Meta’s rival to Elon Musk’s X is still growing, just not as quickly. What will the next year hold?
A time and a half ago, vestments were but an eyeblink in Mark Zuckerberg’s eye.
Now, the rival to Elon Musk’s X has reached further than 175 million yearly active druggies, the Meta CEO blazoned on Wednesday. His advertisement comes as Vestments is about to hit its first anniversary. Back when it arrived in the App Store on July 5th, 2023, Musk was taking a stranding ball to the service formerly called Twitter and goading Zuckerberg into a nonfictional pen match that noway happened. A time later, vestments are still growing at a steady clip — albeit not as snappily as its huge launch — while Musk hasn’t participated in similar criteria for X since he took over.
As with any social network, and especially for vestments, yearly druggies only tell part of the growth story. It’s telling that, unlike Facebook, WhatsApp, and Instagram, Meta hasn’t yet participated in diurnal stoner figures. That elision suggests vestments are still getting a lot of flyby business from people who have yet to become regular druggies. I’ve heard from Meta workers in recent months that much of the app’s growth is still coming from being promoted inside Instagram. Both apps partake in the same account system, which isn’t anticipated to change.
Indeed still, 175 million yearly druggies for a one-time app is nothing to turn your nose up at, especially given Meta’s spotty track record of launching standalone app trials over the times. Zuckerberg has been open to me and others, saying he thinks Vestments has a real shot at being the company’s coming billion-stoner app. To keep the growth story going, I’m told Meta is concentrated on requests where it thinks there’s an opening to take further request shares from X — Japan, for illustration.

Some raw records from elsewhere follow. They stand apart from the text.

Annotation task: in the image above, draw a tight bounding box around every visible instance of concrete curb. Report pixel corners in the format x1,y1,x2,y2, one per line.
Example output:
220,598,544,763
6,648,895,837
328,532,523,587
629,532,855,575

For now, Vestments is still a financial loss leader for Meta, though it can clearly go to fund it indefinitely. Internally, I’m told directors are talking about turning on advertisement investments in the coming time, though the exact plan is still over. It’s easy to see how vestments could plug into Instagram’s advertisement system. And given Meta’s purposeful decision to deprioritize politics and encourage unconcerned content, it could be a compelling place for advertisers looking for a further brand-safe volition toX.
“It would be great if it gets really, really big, but I ’m actually more interested in if it becomes culturally applicable and if it gets hundreds of millions of druggies,” the head of Instagram, Adam Mosseri, told me when vestments first launched. A time later, the app surely has further progress to make on the artistic front. But the fact that it’s still growing means Meta has the runway to make that be.